Saturday, 30 March 2019

Brexit Britain, bitter and divided, should heed the advice and experience of its oldest of old men, Bob Weighton and restore its once greatest virtue : the art of compromise

Bob, who is the oldest man alive in Britain and was 111 years old this week, when interviewed in 2017 said : "If there’s anything that characterises the present world, it is the recrudescence of tribalism in Brexit, Trump, Putin." He was drawing attention to the fact that, in his long life he was seeing the 'recurrence of an undesirable condition' in the shape of the nationalism he had seen in the 1930's when he was a young man in his twenties.

Between his birth and today Bob has lived through two world wars, seen 21 prime ministers, five monarchs, the rise and fall of communism and fascism, the moon landings, the birth of the NHS, the transformative power of technology and his country convulsed in Brexit.

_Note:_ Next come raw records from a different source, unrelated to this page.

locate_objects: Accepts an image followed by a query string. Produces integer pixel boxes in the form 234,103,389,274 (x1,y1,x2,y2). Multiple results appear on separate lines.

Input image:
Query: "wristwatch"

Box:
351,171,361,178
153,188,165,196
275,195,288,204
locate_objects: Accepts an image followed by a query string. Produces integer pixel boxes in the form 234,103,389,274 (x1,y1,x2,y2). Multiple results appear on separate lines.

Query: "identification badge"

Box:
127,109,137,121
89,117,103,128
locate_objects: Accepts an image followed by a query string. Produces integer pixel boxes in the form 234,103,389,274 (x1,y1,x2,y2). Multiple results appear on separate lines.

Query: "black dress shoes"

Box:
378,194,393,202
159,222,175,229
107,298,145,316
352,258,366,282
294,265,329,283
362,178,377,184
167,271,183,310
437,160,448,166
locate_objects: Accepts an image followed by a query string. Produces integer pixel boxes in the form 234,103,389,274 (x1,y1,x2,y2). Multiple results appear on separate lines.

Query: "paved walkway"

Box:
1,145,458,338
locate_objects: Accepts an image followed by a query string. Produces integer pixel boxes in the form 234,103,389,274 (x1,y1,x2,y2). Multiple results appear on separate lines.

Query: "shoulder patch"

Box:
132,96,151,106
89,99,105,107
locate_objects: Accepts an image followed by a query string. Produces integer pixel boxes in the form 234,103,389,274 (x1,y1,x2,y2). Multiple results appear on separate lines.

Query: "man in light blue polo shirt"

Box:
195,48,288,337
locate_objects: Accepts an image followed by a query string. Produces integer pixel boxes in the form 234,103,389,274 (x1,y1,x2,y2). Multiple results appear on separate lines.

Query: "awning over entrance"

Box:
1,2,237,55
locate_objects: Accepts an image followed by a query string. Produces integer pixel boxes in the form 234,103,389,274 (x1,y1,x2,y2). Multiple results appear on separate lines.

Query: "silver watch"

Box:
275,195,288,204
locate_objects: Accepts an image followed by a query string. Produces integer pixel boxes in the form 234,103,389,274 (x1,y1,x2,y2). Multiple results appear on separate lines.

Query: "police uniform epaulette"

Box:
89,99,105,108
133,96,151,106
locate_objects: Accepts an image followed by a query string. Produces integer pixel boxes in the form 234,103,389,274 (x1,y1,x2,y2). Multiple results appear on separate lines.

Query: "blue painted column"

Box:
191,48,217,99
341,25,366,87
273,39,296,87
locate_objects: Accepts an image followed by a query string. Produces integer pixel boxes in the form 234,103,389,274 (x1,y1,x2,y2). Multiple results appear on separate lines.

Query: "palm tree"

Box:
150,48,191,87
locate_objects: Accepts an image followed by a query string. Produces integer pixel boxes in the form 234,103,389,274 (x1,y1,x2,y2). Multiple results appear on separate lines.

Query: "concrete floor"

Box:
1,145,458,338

Prime Minister, Theresa May, invoked Article 50 for Britain to leave the European Union on his 109th Birthday in 2017, with a view to the country leaving two years later on his 111th Birthday. He said, at the time, he was a "bit irked" to be celebrating his 109th birthday on the same day Brexit was triggered and although he was "not enamoured" with all of the European Union's decisions and spending, he felt quitting was a "mistake." He said he did not regard Theresa May's signing of Article 50, as "a step forward at all" and joked : "She didn't ring me up to see what my reaction would be."

In the event of Britain's departure being postponed this week following Britain's failure to leave the European Union on his birthday this week, he said Brexit was "a total mess" and "my own feeling is that if there were defects, and there were quite obviously defects, we can negotiate on the inside rather than walking off the field with the cricket ball and saying 'I'm not playing'."

He has described himself as "very internationally minded", partly because his grandchildren and great-grandchildren are "scattered around Europe", including some in Germany. He said that Britain leaving the EU would be like a divorce : "You can't just walk away and expect it not to have any repercussions. It's not like resigning from a golf club because you don't like the secretary, it's more like a divorce with all of the heartache and recriminations that follow. However, you have to live with the way things are not the way you would like them to be."

He was not in favour of Brexit, he said. “I have a son who married a Swede, and a daughter who married a German. I flatly refuse to regard my grandchildren as foreigners. I’m an internationalist but I’ve not lost my pride in being a Yorkshireman or British. I’ve lived in a number of countries and I felt I was at one with the people there. You can make as good a friend with a German or an Argentinian or a South African as you can with the man next door.”


He has lived through “times that have been exciting, times when it’s been very scary, times when it’s been the dawn of a new day. At the moment, it’s a total muddle – you’ve got Trump, Putin, and political stalemate in Britain.”

"My experience is that, although you recognise differences and you have to do that to be realistic, it's no hypothetical matter, but in the end I found it possible to have the same sort of human relationships with with anybody else; different though they may be. And you've got to find a way of living together constructively. You have to live together in some way and you have to give and take and reach a reasonable conclusion. You can't live in a world where everything is perfect for you and destructive of somebody else's point of view. But if you want to know I feel is the outcome of all my experiences I would say that sums it up : 
It's far better to make a friend out of a possible enemy than it is to make an enemy out of a possible friend. 
This is something I have lived by throughout my life.”